Burning rocks and liquid potions cut bold colours into slabs, and joined solidly all images of things elsewhere linked by only air, earth or flame. This process entails some sense of loss, like gold and silver ornaments being melted down into ingots. Then through their blocks, between them and around them – the hard, slippery slabs of danger, consonant with the sun’s submergence under the earth’s blanket. Each curve and loop mirrored the sun’s rise and fall, divorced from its zenith. It’s sometimes good to see human detritus transmuted to elemental purity – but only a fractional goodness if one ignores the massed human agonies intrinsic to the transformation. To a great extent we are comforted by abandoned relics.  


Our destiny is orbital: In the beginning was the end-point of progress, the boundary of the human brain; whether or not this is attributed to another planet, another system, is finally immaterial, for all is only known through being thrown back in reflection. Since so much of our fate hinges on a periphery, and depends on random fluctuations, we could ourselves be what lies beyond it. 


There was a peaceful terrain before ice and sea, swamp and fire scattered the tribes – the first, long-trailing, inter-continental immigrants, honed them into warring factions, grim mirrors of the land. Some splinters sank into misted lakes. Other barbed points seethe, turbulent in the scorching sand, alongside the hardest lizards. Dispersal was sustained for aeons from the reptilian ages – then plagues, storms and cataclysms drove all to valley’s bottom, sinking all hatreds into earth, to be the earth’s ballast.
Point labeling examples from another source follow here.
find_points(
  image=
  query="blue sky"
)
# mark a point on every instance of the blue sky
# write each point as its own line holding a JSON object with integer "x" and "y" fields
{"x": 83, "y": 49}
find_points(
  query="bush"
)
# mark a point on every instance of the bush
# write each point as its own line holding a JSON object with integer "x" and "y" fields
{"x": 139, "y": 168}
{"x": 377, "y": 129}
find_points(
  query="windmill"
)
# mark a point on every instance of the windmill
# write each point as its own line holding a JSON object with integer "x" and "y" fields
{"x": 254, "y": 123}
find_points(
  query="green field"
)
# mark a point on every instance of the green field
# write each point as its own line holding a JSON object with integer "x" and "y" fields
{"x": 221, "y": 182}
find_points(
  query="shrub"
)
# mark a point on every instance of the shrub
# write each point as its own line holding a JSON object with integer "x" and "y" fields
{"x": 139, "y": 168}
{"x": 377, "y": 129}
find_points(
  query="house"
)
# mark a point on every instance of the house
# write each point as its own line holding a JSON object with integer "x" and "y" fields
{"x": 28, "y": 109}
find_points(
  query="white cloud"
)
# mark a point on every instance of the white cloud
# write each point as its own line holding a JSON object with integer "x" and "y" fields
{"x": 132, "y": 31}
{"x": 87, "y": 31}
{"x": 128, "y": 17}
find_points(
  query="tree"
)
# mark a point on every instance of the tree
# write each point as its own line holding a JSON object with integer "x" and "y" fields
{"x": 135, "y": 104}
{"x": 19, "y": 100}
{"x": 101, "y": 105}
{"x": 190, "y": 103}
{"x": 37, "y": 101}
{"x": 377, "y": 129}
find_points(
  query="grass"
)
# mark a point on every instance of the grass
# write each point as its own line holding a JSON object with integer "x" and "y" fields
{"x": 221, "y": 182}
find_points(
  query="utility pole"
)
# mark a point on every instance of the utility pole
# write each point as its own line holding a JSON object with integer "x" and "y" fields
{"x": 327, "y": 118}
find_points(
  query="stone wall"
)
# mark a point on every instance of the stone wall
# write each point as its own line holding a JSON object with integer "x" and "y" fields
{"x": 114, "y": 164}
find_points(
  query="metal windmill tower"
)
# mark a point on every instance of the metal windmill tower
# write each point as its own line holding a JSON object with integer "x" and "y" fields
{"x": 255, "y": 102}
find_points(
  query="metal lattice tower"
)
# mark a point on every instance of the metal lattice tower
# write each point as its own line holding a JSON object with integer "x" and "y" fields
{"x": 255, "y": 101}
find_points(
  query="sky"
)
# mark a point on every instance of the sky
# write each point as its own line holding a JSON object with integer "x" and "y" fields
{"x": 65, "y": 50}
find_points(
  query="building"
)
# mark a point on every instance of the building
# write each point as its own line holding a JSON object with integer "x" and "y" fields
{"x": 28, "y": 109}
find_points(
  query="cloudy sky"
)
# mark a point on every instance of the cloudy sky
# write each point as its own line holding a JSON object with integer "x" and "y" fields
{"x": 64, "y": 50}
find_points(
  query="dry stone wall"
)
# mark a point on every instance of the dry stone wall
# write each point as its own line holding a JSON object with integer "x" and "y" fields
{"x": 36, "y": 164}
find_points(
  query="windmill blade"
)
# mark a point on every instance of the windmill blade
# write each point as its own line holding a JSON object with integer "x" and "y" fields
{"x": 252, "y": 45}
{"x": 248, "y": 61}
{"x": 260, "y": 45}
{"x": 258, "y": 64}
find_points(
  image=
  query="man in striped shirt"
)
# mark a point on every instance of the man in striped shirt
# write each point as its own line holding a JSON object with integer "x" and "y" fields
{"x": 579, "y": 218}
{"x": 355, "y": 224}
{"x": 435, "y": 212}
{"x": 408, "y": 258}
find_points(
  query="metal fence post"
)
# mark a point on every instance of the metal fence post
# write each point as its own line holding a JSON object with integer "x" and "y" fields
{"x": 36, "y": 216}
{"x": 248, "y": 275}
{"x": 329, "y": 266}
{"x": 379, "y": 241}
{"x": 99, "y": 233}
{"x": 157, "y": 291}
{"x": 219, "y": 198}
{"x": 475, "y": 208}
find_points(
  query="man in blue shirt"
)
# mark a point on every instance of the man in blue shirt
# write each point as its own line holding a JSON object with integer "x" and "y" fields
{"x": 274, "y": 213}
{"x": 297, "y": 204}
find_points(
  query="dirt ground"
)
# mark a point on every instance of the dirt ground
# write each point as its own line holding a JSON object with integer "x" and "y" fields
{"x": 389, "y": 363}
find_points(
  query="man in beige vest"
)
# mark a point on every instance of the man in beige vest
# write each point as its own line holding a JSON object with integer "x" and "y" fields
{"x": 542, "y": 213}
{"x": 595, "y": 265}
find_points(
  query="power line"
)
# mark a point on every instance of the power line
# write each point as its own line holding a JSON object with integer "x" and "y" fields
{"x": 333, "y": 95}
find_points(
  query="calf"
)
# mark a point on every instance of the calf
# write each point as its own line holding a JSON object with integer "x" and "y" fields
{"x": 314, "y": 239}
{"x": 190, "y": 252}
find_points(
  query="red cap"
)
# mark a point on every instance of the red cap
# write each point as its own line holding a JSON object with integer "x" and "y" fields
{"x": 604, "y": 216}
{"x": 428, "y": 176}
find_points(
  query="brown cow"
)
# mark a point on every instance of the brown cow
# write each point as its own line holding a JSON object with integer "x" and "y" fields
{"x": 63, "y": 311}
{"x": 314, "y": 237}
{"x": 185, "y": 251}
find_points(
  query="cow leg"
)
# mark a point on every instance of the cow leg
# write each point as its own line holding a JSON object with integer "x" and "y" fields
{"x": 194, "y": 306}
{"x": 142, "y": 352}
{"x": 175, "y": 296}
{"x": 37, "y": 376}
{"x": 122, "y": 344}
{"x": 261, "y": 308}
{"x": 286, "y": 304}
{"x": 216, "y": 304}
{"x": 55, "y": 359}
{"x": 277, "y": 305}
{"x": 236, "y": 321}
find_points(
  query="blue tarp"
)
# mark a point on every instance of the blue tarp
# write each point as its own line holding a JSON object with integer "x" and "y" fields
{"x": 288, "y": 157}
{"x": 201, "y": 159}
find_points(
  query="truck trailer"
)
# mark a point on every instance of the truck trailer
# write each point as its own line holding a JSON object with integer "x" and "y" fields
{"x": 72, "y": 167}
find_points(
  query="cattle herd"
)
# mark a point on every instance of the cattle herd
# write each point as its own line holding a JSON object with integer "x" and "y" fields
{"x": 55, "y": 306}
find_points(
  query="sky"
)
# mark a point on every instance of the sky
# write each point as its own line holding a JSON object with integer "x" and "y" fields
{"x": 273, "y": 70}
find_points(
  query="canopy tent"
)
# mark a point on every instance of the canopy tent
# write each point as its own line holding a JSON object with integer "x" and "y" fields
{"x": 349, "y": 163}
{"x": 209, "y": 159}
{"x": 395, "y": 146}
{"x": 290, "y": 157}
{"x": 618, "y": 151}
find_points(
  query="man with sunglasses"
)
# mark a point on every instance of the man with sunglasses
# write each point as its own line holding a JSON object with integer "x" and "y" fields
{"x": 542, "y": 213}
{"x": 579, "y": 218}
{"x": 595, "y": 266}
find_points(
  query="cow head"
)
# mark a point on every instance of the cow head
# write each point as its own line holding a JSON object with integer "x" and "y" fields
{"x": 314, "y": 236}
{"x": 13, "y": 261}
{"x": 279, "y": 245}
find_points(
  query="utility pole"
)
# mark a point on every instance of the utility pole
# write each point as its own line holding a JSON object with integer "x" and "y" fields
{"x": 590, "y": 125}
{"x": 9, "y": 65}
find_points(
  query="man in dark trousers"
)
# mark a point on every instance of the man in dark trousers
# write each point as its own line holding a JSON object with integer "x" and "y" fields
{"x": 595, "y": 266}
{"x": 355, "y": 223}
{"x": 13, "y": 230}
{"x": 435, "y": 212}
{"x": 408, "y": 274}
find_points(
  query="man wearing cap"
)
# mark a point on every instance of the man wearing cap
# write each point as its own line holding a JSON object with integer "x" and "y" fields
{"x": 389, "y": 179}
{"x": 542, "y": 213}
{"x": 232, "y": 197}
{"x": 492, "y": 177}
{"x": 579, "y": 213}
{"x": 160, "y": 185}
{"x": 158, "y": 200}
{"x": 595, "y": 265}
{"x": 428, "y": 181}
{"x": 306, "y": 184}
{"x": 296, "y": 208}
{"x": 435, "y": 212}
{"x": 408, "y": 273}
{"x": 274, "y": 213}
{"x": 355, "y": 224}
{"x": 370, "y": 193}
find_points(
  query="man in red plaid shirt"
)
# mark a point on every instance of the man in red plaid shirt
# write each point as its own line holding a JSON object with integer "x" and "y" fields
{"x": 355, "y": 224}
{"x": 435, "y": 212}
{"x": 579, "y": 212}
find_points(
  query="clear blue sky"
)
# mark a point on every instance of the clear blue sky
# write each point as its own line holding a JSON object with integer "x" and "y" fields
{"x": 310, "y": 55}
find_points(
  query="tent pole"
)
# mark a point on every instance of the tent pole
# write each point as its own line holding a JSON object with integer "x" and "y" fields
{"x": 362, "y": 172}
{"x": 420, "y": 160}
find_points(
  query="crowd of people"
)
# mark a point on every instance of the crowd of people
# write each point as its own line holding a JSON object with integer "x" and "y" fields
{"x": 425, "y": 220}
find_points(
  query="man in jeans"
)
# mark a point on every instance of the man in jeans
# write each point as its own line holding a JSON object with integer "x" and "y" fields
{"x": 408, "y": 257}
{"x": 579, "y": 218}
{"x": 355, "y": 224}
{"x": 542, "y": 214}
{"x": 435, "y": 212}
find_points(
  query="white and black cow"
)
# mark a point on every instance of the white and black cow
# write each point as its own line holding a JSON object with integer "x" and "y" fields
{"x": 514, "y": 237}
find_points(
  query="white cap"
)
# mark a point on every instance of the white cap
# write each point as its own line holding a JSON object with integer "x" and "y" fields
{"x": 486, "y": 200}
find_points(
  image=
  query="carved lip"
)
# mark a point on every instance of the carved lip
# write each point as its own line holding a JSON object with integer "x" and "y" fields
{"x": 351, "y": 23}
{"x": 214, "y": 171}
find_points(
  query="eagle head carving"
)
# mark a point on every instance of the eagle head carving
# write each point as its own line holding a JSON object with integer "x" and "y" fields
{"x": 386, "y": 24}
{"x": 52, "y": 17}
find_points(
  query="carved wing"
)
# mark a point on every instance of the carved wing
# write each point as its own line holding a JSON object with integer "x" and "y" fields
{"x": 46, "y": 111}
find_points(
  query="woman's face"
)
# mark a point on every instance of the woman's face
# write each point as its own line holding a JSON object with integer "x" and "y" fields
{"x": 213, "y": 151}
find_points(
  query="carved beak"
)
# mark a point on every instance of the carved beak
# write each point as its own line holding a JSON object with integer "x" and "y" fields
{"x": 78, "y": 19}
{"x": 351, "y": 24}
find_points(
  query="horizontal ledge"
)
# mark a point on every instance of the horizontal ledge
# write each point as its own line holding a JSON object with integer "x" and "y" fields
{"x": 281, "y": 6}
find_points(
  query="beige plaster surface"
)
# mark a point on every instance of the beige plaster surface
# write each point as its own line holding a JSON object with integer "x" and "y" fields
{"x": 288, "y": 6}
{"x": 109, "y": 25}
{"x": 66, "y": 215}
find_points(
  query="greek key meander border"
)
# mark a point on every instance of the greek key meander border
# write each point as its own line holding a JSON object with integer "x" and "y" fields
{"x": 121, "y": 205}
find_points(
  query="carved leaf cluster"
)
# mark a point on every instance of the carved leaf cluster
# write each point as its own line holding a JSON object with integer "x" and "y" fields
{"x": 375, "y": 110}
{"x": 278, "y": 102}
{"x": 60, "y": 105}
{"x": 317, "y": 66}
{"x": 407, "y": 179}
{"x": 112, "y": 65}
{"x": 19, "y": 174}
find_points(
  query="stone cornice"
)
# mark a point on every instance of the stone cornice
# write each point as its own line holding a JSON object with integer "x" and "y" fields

The boulders which had scowled, cracked and rolled, tortured by ice and flame, to menace all on inclines, were now fused into the columns of their new-found dignity, through total edges emulating their old mass, proud of their new-found, solid unity. The valley swamps turned deeper, or half-dried to nurture total plenty. But afar, the wails of eagles and condors echoed the winds, and made the tasks go on, over the heads of their executors.

In the ages before their withering, the swamp reeds whistled warnings – that the glaciers would be transformed into scalding clouds, and that the locusts would carry the plague to all mankind, turn skins to cinders. The few who could escape had to build a new order. 
 
***


Through the first friction of its birth, the world was clouded, the thread of fire undulated, forever uncut. Through the thickest fogs it was borne, ever quivering from perpetual renewal – because  loops of sun and moon, thickened and superimposed, or cancelled on repetition according to the caprices of powers beyond definition, sustained it. Through the thickest fogs it was borne, ever-quivering to endless renewal. Within it, blood, ore, lava and blinding sun wrestled in harmony, quavered as winged snakes. Its offshoots filtered into a cowl – to thicken a temperate gauze. The cutting edges were forged, firstly by friction and lastly by flame.